Amato Fakatava scored twice as Japan kicked off their Rugby World Cup campaign with a six-try 42-12 win over tournament debutants Chile at Stadium de Toulouse. But, as in Bordeaux on Saturday, rapidly improving Chile won new friends and influenced rugby thinking with a gutsy performance on an unseasonably warm afternoon in south-west France, while their fans ramped the atmosphere up to 11 in the stands.
Japan’s Michael Leitch, for one, is a convert: “They were awesome,” he said of the fans afterwards. “We expected the Chileans to be very passionate on the field but as soon as we got to the stadium the noise of the Chilean supporters was amazing. It was crazy. I wish they could come to every World Cup.”
South Africa kicked off the defence of their title with an 18-3 win over Scotland. After a first-half fought in close quarters, the reigning champions pulled away in 10 efficient second-period minutes, as first Pieter-Steph du Toit muscled his way over from close range, before Kurt-Lee Arendse got on the end of Manie Libbok’s astonishing no-look cross-field kick to score in the corner. Suddenly, the Springboks were 15 points clear, and in no mood to let Scotland back in the game.
If the opening match of the tournament set a high bar, the last of this weekend’s opening block, between Wales and Fiji in Bordeaux, raised it to new levels.

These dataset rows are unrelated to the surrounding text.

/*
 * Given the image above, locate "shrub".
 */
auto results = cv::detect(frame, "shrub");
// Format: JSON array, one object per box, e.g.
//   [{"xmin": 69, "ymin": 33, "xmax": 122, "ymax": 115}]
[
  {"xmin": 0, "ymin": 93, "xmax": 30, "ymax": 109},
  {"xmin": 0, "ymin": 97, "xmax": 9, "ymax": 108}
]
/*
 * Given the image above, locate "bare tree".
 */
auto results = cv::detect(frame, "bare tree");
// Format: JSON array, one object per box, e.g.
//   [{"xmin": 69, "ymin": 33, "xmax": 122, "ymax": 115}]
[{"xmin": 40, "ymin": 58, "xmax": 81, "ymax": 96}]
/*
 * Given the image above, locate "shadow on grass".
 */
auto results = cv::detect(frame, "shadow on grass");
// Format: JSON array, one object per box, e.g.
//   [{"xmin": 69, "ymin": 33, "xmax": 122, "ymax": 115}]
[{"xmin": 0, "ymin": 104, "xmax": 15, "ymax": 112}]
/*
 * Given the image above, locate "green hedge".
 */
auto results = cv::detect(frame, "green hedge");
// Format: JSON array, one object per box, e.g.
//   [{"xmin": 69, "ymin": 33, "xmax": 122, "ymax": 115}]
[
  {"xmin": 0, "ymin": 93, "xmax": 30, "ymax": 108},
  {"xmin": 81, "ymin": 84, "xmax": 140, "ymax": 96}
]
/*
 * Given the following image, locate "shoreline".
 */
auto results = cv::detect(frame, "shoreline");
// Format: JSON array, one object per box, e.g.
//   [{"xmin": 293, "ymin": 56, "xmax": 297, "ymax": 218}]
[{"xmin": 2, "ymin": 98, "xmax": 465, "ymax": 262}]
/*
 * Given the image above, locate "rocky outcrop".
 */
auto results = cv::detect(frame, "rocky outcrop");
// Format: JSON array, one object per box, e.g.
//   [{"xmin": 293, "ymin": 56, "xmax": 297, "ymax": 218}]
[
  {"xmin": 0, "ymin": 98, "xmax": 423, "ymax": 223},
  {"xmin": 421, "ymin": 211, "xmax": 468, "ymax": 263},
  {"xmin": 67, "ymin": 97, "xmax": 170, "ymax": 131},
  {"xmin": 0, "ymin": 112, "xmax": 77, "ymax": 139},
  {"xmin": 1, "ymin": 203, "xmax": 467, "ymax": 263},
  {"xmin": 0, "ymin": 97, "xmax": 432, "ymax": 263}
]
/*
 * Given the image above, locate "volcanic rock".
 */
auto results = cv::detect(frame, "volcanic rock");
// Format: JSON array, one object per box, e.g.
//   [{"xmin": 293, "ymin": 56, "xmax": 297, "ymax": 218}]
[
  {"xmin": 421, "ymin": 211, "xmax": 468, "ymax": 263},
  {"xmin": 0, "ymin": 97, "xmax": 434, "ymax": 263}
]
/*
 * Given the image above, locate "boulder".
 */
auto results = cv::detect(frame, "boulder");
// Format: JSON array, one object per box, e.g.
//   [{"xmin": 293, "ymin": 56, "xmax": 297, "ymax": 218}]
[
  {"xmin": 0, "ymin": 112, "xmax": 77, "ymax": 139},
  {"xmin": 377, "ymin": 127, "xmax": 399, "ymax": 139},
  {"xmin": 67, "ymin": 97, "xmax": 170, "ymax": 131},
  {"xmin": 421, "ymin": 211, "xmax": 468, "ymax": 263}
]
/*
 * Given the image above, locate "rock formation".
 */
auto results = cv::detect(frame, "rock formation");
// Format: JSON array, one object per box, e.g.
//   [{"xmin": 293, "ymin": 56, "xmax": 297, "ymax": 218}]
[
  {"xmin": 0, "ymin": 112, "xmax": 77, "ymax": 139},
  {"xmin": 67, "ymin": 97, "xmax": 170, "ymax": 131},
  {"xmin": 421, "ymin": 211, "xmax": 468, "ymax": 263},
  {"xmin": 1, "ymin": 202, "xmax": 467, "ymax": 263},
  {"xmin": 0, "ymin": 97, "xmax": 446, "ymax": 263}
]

Elliot Dee’s converted bonus point-winning try with 13 minutes left and Fiji temporarily down to 14 looked to have settled the result 32-14 in Wales’ favour. But Fiji weren’t about to give up on a comeback and Josua Tuisova scored to spark a late onslaught.
First, Peni Ravai had a try ruled out for a double movement, then Mesake Doge crossed with less than two minutes left. It was 32-26 and Fiji, just, had time for one final shot at an astonishing comeback – but Semi Radradra knocked-on in the dying seconds with the try-line beckoning.
The next block of matches kick-off on Thursday, and that’s when Uruguay, Tonga, Portugal and Samoa all enter the Rugby World Cup 2023 chat.